You can find additional documentation here.

Improvements

Previously, publishing a variant from the playground to an environment was a manual process., from now on we are publishing by default to the production environment.

28 April 2024v0.13.8

Miscellaneous Improvements

The total cost of an evaluation is now displayed in the evaluation table. This allows you to understand how much evaluations are costing you and track your expenses.

Bug Fixes

Fixed sidebar focus in automatic evaluation results view
Fix the incorrect URLs shown when running agenta variant serve

23 April 2024

Evaluation Speed Increase and Numerous Quality of Life Improvements

We've improved the speed of evaluations by 3x through the use of asynchronous batching of calls.
We've added Groq as a new provider along with Llama3 to our playground.

Bug Fixes

Resolved a rendering UI bug in Testset view.
Fixed incorrect URLs displayed when running the 'agenta variant serve' command.
Corrected timestamps in the configuration.
Resolved errors when using the chat template with empty input.
Fixed latency format in evaluation view.
Added a spinner to the Human Evaluation results table.
Resolved an issue where the gitignore was being overwritten when running 'agenta init'.

14 April 2024v0.13.0

Observability (beta)

You can now monitor your application usage in production. We've added a new observability feature (currently in beta), which allows you to:

Monitor cost, latency, and the number of calls to your applications in real-time.
View the logs of your LLM calls, including inputs, outputs, and used configurations.

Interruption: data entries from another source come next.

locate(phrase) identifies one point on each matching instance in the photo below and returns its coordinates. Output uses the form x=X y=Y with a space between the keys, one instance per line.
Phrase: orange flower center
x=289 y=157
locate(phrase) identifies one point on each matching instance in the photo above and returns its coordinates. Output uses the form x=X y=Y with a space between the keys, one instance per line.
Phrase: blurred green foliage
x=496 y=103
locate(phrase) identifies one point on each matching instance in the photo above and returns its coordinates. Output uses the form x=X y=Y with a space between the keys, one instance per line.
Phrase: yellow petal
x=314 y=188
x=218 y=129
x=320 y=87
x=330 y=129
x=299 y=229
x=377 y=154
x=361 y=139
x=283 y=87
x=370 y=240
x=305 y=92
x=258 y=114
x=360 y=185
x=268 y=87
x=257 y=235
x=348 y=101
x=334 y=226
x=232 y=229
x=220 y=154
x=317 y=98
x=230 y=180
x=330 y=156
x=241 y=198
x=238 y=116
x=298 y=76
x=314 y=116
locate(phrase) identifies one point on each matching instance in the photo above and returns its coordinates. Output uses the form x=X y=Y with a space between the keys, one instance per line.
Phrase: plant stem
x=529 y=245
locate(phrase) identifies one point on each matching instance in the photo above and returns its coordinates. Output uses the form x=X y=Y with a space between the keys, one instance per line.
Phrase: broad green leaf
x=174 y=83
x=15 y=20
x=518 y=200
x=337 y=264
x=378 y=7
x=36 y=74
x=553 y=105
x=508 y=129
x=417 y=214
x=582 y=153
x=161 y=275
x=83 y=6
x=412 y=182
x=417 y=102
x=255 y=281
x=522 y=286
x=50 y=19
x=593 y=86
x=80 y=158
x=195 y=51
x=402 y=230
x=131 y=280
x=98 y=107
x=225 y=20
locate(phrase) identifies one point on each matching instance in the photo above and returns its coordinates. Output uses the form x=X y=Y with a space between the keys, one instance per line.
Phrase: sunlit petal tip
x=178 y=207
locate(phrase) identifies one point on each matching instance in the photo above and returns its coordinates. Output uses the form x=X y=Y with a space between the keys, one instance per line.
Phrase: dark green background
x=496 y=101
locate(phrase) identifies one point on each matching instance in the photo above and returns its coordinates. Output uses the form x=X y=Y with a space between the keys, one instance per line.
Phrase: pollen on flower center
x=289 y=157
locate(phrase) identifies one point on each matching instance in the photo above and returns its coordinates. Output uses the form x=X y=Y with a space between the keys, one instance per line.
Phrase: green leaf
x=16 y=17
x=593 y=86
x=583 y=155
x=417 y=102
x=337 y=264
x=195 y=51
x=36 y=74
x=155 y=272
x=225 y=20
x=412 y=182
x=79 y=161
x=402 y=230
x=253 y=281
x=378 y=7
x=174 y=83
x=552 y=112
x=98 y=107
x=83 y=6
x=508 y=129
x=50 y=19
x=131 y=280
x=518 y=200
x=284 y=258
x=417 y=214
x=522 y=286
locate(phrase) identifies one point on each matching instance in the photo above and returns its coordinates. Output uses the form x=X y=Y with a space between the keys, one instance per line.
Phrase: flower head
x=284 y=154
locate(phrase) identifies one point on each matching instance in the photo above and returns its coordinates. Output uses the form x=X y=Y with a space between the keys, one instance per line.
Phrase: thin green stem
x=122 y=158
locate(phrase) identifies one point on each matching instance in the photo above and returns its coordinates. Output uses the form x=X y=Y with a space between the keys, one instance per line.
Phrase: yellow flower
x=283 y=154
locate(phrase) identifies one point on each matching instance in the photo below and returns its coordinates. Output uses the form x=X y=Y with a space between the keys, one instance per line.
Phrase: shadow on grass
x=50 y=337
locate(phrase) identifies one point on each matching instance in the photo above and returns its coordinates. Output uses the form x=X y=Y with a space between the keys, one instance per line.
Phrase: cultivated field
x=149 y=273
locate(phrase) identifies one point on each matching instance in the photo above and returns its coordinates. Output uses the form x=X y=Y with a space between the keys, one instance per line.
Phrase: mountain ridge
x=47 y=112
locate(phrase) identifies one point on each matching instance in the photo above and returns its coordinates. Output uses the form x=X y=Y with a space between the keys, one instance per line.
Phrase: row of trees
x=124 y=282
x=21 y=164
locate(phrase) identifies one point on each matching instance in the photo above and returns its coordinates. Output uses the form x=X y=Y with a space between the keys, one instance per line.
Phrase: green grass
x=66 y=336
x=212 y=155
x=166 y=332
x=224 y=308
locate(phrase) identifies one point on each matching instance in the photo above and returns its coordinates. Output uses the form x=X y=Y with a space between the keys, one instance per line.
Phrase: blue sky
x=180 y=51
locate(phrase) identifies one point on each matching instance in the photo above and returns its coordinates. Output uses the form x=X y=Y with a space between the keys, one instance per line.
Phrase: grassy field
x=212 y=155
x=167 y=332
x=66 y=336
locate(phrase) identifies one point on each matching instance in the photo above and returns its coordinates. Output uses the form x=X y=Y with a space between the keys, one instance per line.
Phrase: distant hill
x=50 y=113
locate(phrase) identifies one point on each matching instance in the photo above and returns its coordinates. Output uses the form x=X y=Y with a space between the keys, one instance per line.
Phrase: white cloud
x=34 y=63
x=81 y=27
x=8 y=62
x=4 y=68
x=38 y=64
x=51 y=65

You can also add any interesting logs to your test set.
Trace your more complex LLM applications to understand the logic within and debug it.

As of now, all new applications created will include observability by default. We are working towards a GA version in the next weeks, which will be scalable and better integrated with your applications. We will also be adding tutorials and documentation about it.